Gastrointestinal hemorrhage is bleeding within the gastrointestinal (GI) tract. It can be ominous and must be treated.
It is divided into upper GI hemorrhage (esophagus and stomach) and lower GI hemorrhage (small and large intestine). The bleeding may be mild or severe.
The death rate from GI hemorrhage is highest in the elderly. Upper gastrointestinal bleeding is frequently caused by esophageal or stomach ulcers; there are two ulcers fifteen percent of the time.
Lower gastrointestinal hemorrhage is caused by lesions in the small intestine (rarely) or large bowel, colon or anorectum. The right and left colon are equally affected.
: The individual will report vomiting of bright red blood or coffee-ground material and abdominal pain in the case of upper GI bleeding. The passage of dark or bright red blood in the stool or tarry black stools (melena) may be seen in lower GI bleeding. Lack of appetite, weight loss, fatigue, chest pain or dizziness (vertigo
) may be present. Pertinent history includes any previous GI bleeding, changes in bowel habits, use of aspirin, other nonsteroidal antiinflammatory medication or alcohol.
: A full history and physical will be done. Blood pressure (B/P) will be taken in lying, sitting and standing positions (orthostatic B/P measurement).
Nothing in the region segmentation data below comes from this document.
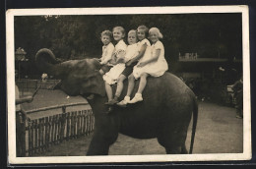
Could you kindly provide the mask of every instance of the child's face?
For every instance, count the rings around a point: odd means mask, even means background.
[[[104,45],[107,45],[108,43],[110,43],[110,37],[108,35],[102,35],[101,41]]]
[[[119,41],[124,37],[124,34],[122,33],[122,31],[119,28],[115,28],[113,30],[113,37],[114,37],[114,40]]]
[[[153,43],[156,43],[159,40],[159,34],[155,31],[151,32],[150,39]]]
[[[135,33],[130,33],[128,34],[128,43],[129,44],[134,44],[137,42],[137,37]]]
[[[138,29],[137,36],[140,41],[143,40],[144,38],[146,38],[144,29]]]

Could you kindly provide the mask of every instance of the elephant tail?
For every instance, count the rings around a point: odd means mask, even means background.
[[[193,98],[193,125],[192,125],[192,135],[191,135],[191,142],[190,142],[190,149],[189,149],[190,154],[193,151],[196,127],[197,127],[197,118],[198,118],[198,103],[197,103],[196,97],[194,96],[194,98]]]

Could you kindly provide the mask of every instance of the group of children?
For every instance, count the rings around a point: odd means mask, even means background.
[[[116,41],[114,46],[111,37]],[[152,44],[150,43],[151,40]],[[105,82],[105,90],[108,97],[107,105],[117,104],[125,107],[128,103],[142,101],[142,92],[147,84],[147,77],[160,77],[168,69],[164,58],[164,47],[160,41],[162,34],[157,28],[148,28],[140,26],[128,32],[127,46],[124,42],[125,29],[115,27],[110,30],[101,32],[102,57],[99,59],[102,65],[99,73]],[[126,96],[119,102],[119,96],[123,89],[123,81],[128,78],[128,89]],[[130,99],[135,81],[140,79],[138,91],[133,99]],[[117,83],[115,94],[112,94],[111,85]]]

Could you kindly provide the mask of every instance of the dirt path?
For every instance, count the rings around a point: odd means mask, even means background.
[[[199,103],[198,126],[193,153],[239,153],[243,147],[242,119],[235,118],[234,108],[214,103]],[[189,149],[191,125],[186,146]],[[42,156],[83,156],[86,154],[92,136],[52,146]],[[119,135],[109,148],[110,155],[165,154],[156,139],[137,140]]]

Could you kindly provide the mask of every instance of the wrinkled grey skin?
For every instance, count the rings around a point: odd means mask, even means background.
[[[117,140],[118,133],[137,139],[157,138],[166,153],[187,153],[185,141],[193,112],[192,153],[198,105],[193,91],[174,75],[165,73],[159,78],[148,78],[142,102],[126,108],[114,106],[113,112],[106,114],[107,106],[104,103],[107,97],[96,59],[58,63],[50,50],[40,49],[35,60],[41,71],[62,80],[60,88],[67,94],[87,96],[95,93],[95,98],[89,100],[96,123],[88,155],[108,154],[109,146]],[[136,81],[132,97],[138,84],[139,81]],[[127,81],[124,82],[120,99],[123,99],[126,91]]]

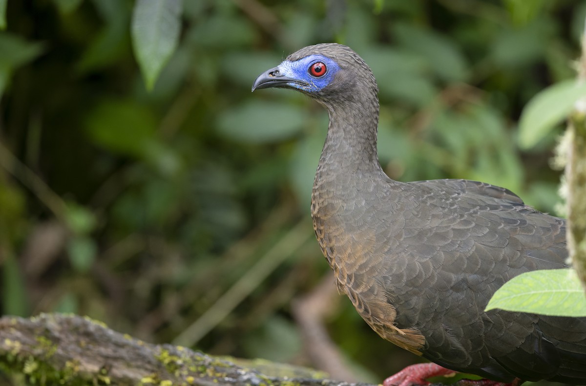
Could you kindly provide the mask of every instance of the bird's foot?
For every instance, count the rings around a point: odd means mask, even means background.
[[[453,375],[455,374],[456,371],[442,367],[435,363],[418,363],[407,366],[395,375],[391,375],[384,380],[383,385],[383,386],[411,386],[411,385],[423,386],[430,384],[425,378],[439,375]]]

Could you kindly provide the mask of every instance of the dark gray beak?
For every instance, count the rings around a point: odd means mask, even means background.
[[[275,67],[270,70],[267,70],[258,76],[258,77],[253,83],[253,91],[257,89],[287,87],[287,84],[291,83],[305,85],[305,82],[298,79],[294,79],[284,76],[279,71],[279,67]]]

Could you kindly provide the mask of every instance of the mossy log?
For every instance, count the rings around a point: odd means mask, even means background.
[[[0,318],[0,381],[4,377],[15,384],[372,386],[324,375],[151,344],[75,315]]]

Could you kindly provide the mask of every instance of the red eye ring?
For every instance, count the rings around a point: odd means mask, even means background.
[[[315,77],[323,76],[328,68],[322,62],[316,62],[309,66],[309,74]]]

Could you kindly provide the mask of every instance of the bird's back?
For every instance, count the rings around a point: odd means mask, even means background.
[[[564,219],[475,181],[314,188],[314,224],[339,287],[379,334],[454,370],[584,382],[586,319],[484,311],[512,277],[567,266]],[[323,194],[338,205],[318,204]]]

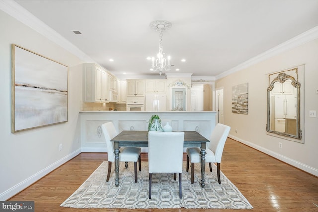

: Blood tests may include complete blood count (CBC), type and cross match, creatinine and liver function tests. Upper GI x-ray using barium may be done. Gastroenteroscopy, anoscopy, sigmoidoscopy or colonoscopy may be performed. Nasogastric fluid, vomitus, and stool may be checked for blood.
Upper gastrointestinal hemorrhage treatment consists of hospitalization, blood or fluid replacement, insertion of a tube through the nose into the stomach (nasogastric or NG tube) and ice water or saline flushes of the stomach via the NG tube until the fluid returns clear.
Bleeding areas may be cauterized during endoscopy. Surgery may be required if all other treatment fails or if blood loss is severe. Lower gastrointestinal hemorrhage is treated with blood or fluid replacement.
A nasogastric tube may be inserted. Bleeding areas may be cauterized during a colonoscopy. Surgery may be required if the bleeding persists or recurs.
Pepcid (Famotidine), Prilosec (Omeprazole), Protonix (Pantoprazole)
The tissue of the gastrointestinal tract may break open (perforate) and cause infection. Blood loss may result in anemia or hemorrhagic shock. More than one area may be bleeding. Some individuals may refuse to have blood transfusions.
Bleeding stops spontaneously in 75% of all upper GI and 90% of all lower GI hemorrhages. Bleeding may recur until the underlying cause is treated. Surgical outcome depends on the surgery required.
Differential diagnoses include esophagitis, esophageal varices, peptic ulcer, portal hypertension, gastritis, ingestion of iron, bismuth or other foods which darken the stool, duodenal ulcer, chronic liver disease, valvular heart disease, arteriovenous malformations, scleroderma, mixed connective tissue disease, colon cancer, polyps of the colon, hemorrhoids, anal fissures, diverticular disease, inflammatory bowel disease, and colitis.
Gastroenterologist, internist, and radiologist.